I continue to think the most effective thing to do is to not think about this in terms of “splitting” and instead look for specific, well-defined components that could be extracted and layered above support.
I was pretty happy with extracting a BinaryFormat library for example. Here, because we gained a clear role and scope for the library, improved organization was a compelling motivation. But I don’t see any arbitrary split as particularly better or less well organized, and based on the previous arbitrary split (ADT vs. Support) I suspect we will continually put new things into the wrong location or want to move things across the boundary.
So I kind of come back again to my original question: what problem are you trying to solve?
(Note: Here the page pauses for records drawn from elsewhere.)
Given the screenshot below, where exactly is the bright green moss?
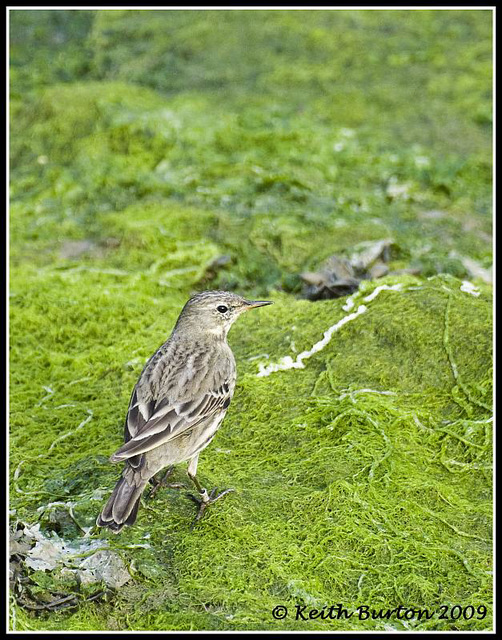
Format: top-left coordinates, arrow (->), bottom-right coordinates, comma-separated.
10,11 -> 493,631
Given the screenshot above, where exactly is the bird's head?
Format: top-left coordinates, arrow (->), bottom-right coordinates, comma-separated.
175,291 -> 272,338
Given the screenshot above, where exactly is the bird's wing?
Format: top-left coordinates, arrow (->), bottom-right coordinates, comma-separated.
111,344 -> 235,466
111,383 -> 232,462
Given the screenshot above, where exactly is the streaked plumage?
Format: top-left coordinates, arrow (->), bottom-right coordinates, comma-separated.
97,291 -> 270,533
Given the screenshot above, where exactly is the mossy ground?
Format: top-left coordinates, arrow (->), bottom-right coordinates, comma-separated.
10,10 -> 492,630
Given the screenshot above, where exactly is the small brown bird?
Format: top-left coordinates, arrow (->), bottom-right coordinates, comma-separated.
97,291 -> 272,533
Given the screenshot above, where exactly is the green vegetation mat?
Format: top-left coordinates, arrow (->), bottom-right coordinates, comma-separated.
9,10 -> 493,631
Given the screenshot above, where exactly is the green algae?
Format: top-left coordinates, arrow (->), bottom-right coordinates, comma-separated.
10,6 -> 493,631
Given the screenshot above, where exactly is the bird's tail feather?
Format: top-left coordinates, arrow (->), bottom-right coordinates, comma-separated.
96,476 -> 146,533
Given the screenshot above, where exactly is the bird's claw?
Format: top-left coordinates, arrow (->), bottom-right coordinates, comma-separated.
187,487 -> 235,529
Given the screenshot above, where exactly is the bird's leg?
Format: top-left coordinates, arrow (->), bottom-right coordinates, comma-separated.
187,456 -> 234,529
148,466 -> 185,498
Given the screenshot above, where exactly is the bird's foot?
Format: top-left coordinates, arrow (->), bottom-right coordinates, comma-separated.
188,487 -> 235,529
148,467 -> 186,499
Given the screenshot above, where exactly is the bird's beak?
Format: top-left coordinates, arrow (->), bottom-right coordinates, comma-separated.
246,300 -> 274,311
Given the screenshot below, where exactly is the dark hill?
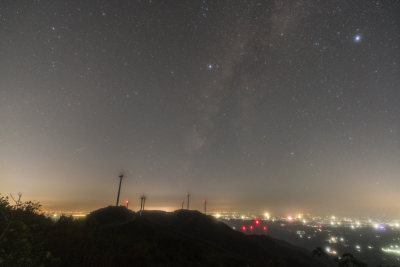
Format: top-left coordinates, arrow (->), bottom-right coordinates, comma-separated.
45,207 -> 330,266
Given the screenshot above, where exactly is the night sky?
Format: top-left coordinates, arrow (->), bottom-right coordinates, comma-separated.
0,0 -> 400,217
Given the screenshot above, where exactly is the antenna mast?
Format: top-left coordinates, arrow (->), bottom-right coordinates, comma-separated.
186,193 -> 190,209
115,174 -> 124,207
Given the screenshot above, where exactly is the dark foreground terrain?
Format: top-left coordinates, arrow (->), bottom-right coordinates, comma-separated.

I can guess at a few things, but probably will be wrong… my guesses:
- Better organization of code & libraries
- A technical incompatibility like removing global constructors
- Reducing the size of tools using the library
For #1: I continue to think finding clearly defined components to extract is the best approach here. I suspect we’ll be left with essentially a replacement for facilities that one might expect to find in a standard library, and I suspect that’s about the best we can do.
For #2: This would be awesome. I would probably approach it by trying to extract libraries that actually need global constructors into separate libraries that document this requirement. My suspicion is that these are very few and far between.
For #3: I don’t understand why this matters – dynamic linking shouldn’t care, and static linking should drop the unused code. But if this isn’t working for some reason, I’m totally down with solving it, but the first step is probably to understand the specific issue being hit.
Anyways, mostly guessing at this to make sure we make progress. Don’t want to just be obstructionist here, I’m just genuinely trying to find the best path forward.